8. Was the statistical analysis appropriate for the study design and type of outcome indicators?
  8.1. Were statistical analyses adequately described and the results reported appropriately?
  8.2. Were correct statistical tests used and assumptions of test not violated?
  8.3. Were statistics reported with levels of significance and/or confidence intervals?
  8.4. Was "intent to treat" analysis of outcomes done (and as appropriate, was there an analysis of outcomes for those maximally exposed or a dose-response analysis)?
  8.5. Were adequate adjustments made for effects of confounding factors that might have affected the outcomes (e.g., multivariate analyses)?

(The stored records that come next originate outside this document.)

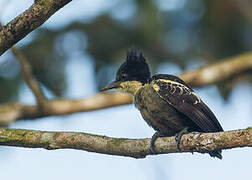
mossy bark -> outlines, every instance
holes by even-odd
[[[0,30],[0,56],[72,0],[36,0]]]
[[[80,132],[49,132],[0,128],[0,145],[27,148],[78,149],[90,152],[144,158],[151,155],[150,139],[111,138]],[[252,128],[218,133],[190,133],[177,149],[174,137],[158,138],[157,154],[178,152],[207,153],[213,150],[252,147]]]

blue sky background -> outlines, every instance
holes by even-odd
[[[0,8],[4,0],[0,1]],[[33,1],[12,0],[0,10],[4,23],[28,8]],[[53,15],[43,26],[60,28],[72,20],[88,21],[97,14],[108,11],[117,3],[105,0],[74,0]],[[162,1],[159,1],[162,3]],[[176,8],[176,1],[170,1]],[[178,1],[183,2],[183,1]],[[133,7],[127,7],[134,11]],[[116,16],[118,12],[113,12]],[[118,15],[119,16],[119,15]],[[120,14],[118,18],[130,16],[130,12]],[[21,41],[26,43],[30,36]],[[7,56],[8,53],[5,53]],[[80,59],[82,59],[80,61]],[[83,59],[85,59],[83,61]],[[4,56],[0,57],[0,62]],[[73,53],[66,67],[68,73],[68,91],[66,97],[82,98],[96,94],[94,83],[94,64],[91,57]],[[188,69],[201,64],[192,64]],[[159,73],[179,74],[181,69],[175,64],[160,65]],[[88,87],[88,88],[87,88]],[[45,89],[48,97],[53,97]],[[215,86],[196,89],[201,98],[216,114],[225,130],[251,126],[252,122],[252,87],[241,83],[234,88],[229,102],[222,100]],[[19,100],[26,104],[35,103],[35,99],[24,84],[20,88]],[[52,131],[79,131],[111,137],[146,138],[154,131],[144,122],[133,105],[120,106],[94,112],[76,113],[63,117],[41,118],[34,121],[20,121],[12,128]],[[252,170],[252,149],[237,148],[223,152],[223,160],[210,158],[207,154],[177,153],[148,156],[145,159],[133,159],[89,153],[77,150],[28,149],[0,147],[0,179],[249,179]]]

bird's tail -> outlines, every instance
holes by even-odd
[[[219,151],[211,151],[211,152],[209,152],[209,155],[211,157],[217,157],[219,159],[222,159],[221,150],[219,150]]]

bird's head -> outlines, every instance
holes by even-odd
[[[150,78],[150,69],[142,53],[131,50],[127,53],[126,61],[116,73],[116,80],[101,91],[118,89],[123,92],[135,94]]]

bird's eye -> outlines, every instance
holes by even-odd
[[[127,74],[122,74],[122,75],[121,75],[121,78],[122,78],[122,79],[126,79],[126,78],[127,78]]]

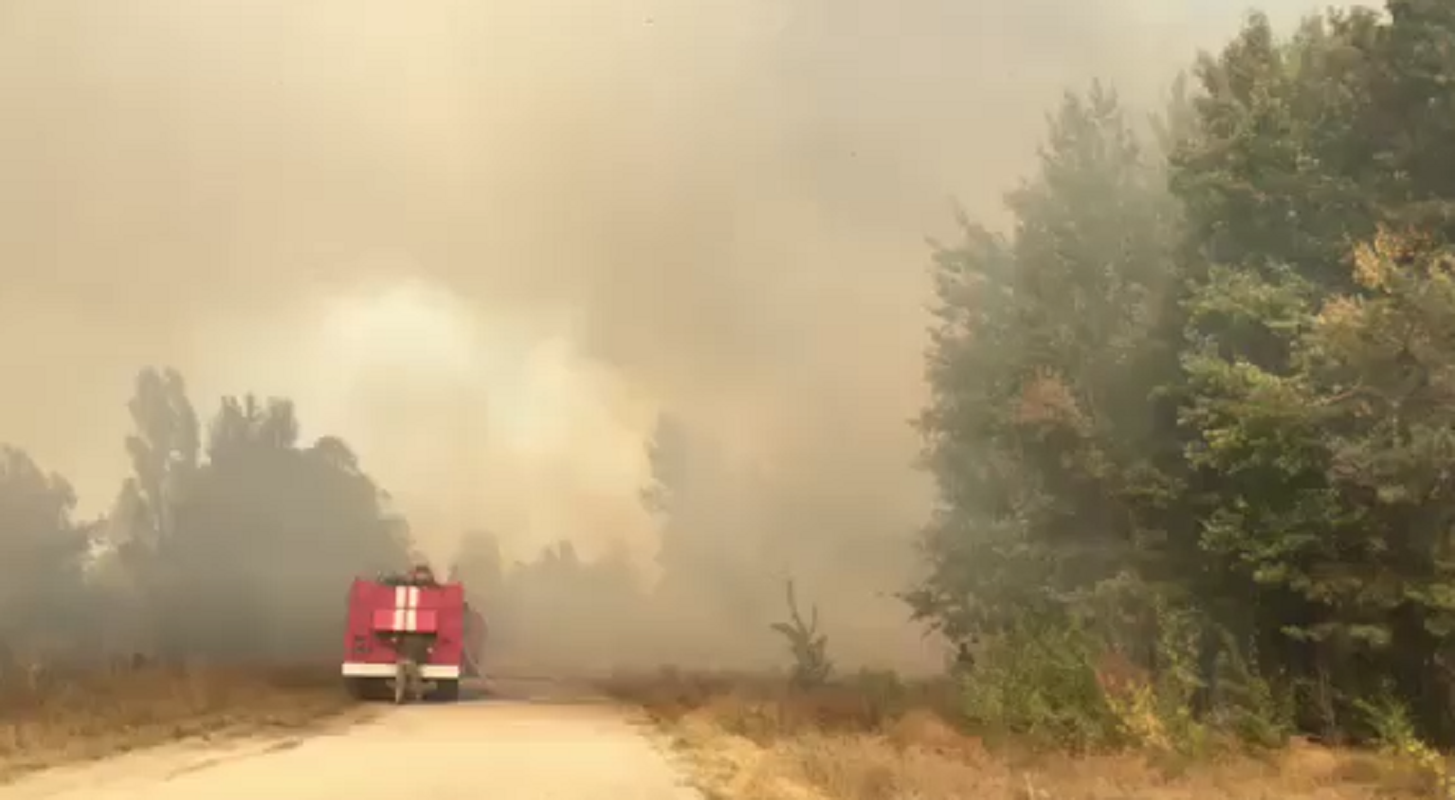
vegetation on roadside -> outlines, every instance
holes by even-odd
[[[1150,133],[1069,95],[936,256],[907,599],[1077,750],[1455,743],[1455,6],[1254,15]]]
[[[783,675],[666,670],[604,688],[670,734],[718,800],[1414,800],[1434,788],[1397,754],[1300,739],[1216,758],[1135,748],[1068,756],[970,726],[948,679],[865,673],[803,690]]]
[[[9,669],[0,676],[0,781],[193,736],[303,729],[351,705],[332,669]]]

  8.6. Was clinical significance as well as statistical significance reported?
  8.7. If negative findings, was a power calculation reported to address type 2 error?
9. Are conclusions supported by results with biases and limitations taken into consideration?
  9.1. Is there a discussion of findings?
  9.2. Are biases and study limitations identified and discussed?
10. Is bias due to study’s funding or sponsorship unlikely?
  10.1. Were sources of funding and investigators’ affiliations described?
  10.2. Was the study free from apparent conflict of interest?